The starting position for the High Needs Block allocation to Kirklees has increased to £36.99m for 2019-20 from £34.78m in 2018-19. The NFF outcome for Kirklees’ High Needs Block promised to deliver an annual increase of around £1m each year starting from 2017-18 onwards for a period of seven years. However, the Secretary of State for Education recently announced additional high needs funding for both 2018-19 and 2019-20. In each of these years Kirklees will receive an additional £1.04m. So our High Needs funding has actually increased by £2.21m compared to the original 2018-19 allocation – comprised of the original £1m increase, the new £1.04m released by the Secretary of State and a volume-related rise of around £0.17m. The additional funding will obviously help to mitigate some pressure within the High Needs account but, for context, this means that the 2018-19 overspend is initially likely to be £7m rather than £8m!

 

The shape of (mainstream) School funding for 2019-20

 

An analysis comparing the 2019-20 schools funding allocation with the previous year’s figures was circulated to the meeting. At a previous Forum meeting there had been some discussion about how to complete the final stages of the calculations, particularly around the setting of a value for the lump sum given the temporary addition of £13,282 to the NFF lump sum value in the 2018-19 distribution. Subsequent work on the APT revealed that the 1% cash floor protection factor did not get near to using all the remaining unallocated funds – around £1.8m was still uncommitted.
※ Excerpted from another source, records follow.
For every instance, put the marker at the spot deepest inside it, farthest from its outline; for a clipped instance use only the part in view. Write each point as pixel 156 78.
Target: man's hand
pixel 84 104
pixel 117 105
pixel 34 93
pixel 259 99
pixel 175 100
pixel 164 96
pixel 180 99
The Minimum Funding Guarantee mechanism could not provide a solution to allocating this sum so, once again, an additional amount has had to be added in 2019-20 to the NFF lump sum value of £110,000. At £10,814 per school the addition does at least represent a modest move in the direction of the NFF compared to the year before.

 

Due to the inclusion in the settlement of funding to deliver a second 0.5% minimum per pupil increase on 2017-18 individual school baselines, the total funding allocated to local schools has moved further away from the pure NFF outcome in 2019-20. Cash protection in the allocation in 2018-19 stood at £11.8m in total and this rises to £14.5m for 2019-20.